B chromosome genes exhibits transcriptional repression

To evaluate the transcriptional expression of genes located on the B chromosome, we analyzed RNA-seq expression data from brain, muscle, and gonadal tissues of 1B and 0B individuals (both male and female). On average, genes located on Chr B exhibited markedly lower expression (mean logCPM = 1.84) compared to those on A chromosomes (mean logCPM > 4.58) across all tissues (Fig. 5 and Table S14). When comparing expression levels across representative chromosomes (LG8, LG3, and Chr B), we observed consistently lower expression level (p < 0.05) for Chr B genes, with LG3 also showing lower activity than LG8 (Fig. 5a–f).
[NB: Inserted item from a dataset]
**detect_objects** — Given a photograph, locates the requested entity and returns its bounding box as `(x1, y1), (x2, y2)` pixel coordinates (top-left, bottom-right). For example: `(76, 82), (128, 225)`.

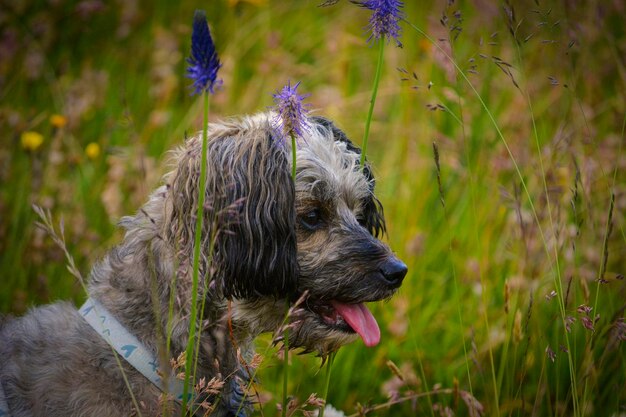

**Fig. 5: Transcriptional profiles of B chromosome genes reveal reduced expression relative to A chromosome genes.**

To further assess the regulatory impact of B-linked genes across different tissues, we performed differential expression analysis between 0B and 1B individuals using the edgeR package (Robinson et al. 2010). Consistent with the global repression of B chromosome genes, only a small number of differentially expressed genes (DEGs) were identified in muscle and gonadal tissues (Fig. S8 and Table S15). This supports the interpretation that the B chromosome is largely transcriptionally inactive. If Chr B were broadly transcribed, we would expect widespread expression differences between 0B and 1B transcriptomes. Notably, a distinct pattern emerged in brain tissue, where several genes were significantly downregulated in 1B individuals (Fig. 5g and Table S16). This suggests that B chromosome gene expression may be cell type–specific, with functions related to hemostasis, spermatogenesis, skin pigmentation, defense response to hatching behavior and others. These findings suggest the selective transcriptional repression of B-linked genes and highlight tissue-specific regulatory effects associated with the presence of the B chromosome (Oliveira et al. 2024).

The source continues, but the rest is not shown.